Objective  To investigate the effects of ethanol and zinc ions (Zn²⁺) on the recombinant P2X3 receptor expressed in Xenopus oocytes.

  Methods  Bipolar voltage clamp technique was used to detect the effects of ethanol and Zn²⁺ on P2X3 receptor mediated 5'- adenosine triphosphate (ATP) gated current expressed in Xenopus oocytes. The experiment was divided into three groups. The first group explored the effects of different concentrations of ethanol on the expression of P2X3 receptor mediated ATP current in Xenopus oocytes, and the ATP concentration-response curve of P2X3 receptor in the presence and absence of ethanol. In the second group, the effects of different concentrations of Zn²⁺ on the expression of P2X3 receptor mediated ATP currents in Xenopus oocytes and the ATP concentration-response curve of P2X3 receptor in the presence and absence of Zn²⁺ were investigated. The third group studied the effect of ethanol and Zn²⁺ on ATP gated P2X3 receptor expressed in Xenopus oocytes.

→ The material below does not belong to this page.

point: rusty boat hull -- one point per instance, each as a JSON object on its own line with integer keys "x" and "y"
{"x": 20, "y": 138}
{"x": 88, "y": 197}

  Results  Ethanol (5~200 mmol/L) reversibly enhanced the ATP-gated function of P2X3 receptor expressed in Xenopus oocytes, ethanol increased the ATP effect in an allosteric manner, and ethanol did not change the Hill coefficient or the maximum ATP effect (E_max). Zn²⁺ (1~300 μmol/L) reversibly enhanced the ATP-gated function of P2X3 receptor expressed in Xenopus oocytes, the combination of ethanol and Zn²⁺ led to a synergistic effect. Ethanol increased the maximum effect of Zn²⁺ on P2X3 receptor mediated ATP-gated current, which suggested that ethanol and Zn²⁺acted on different sites.

  Conclusion  This study reveals that ethanol and Zn²⁺ may act on different sites of P2X3 receptor, but the mechanism and site of ethanol acting on P2X receptor are not clear. In subsequent studies, chimeric method and site directed mutation can be used to identify and analyze the potential action sites of ethanol in P2X receptor.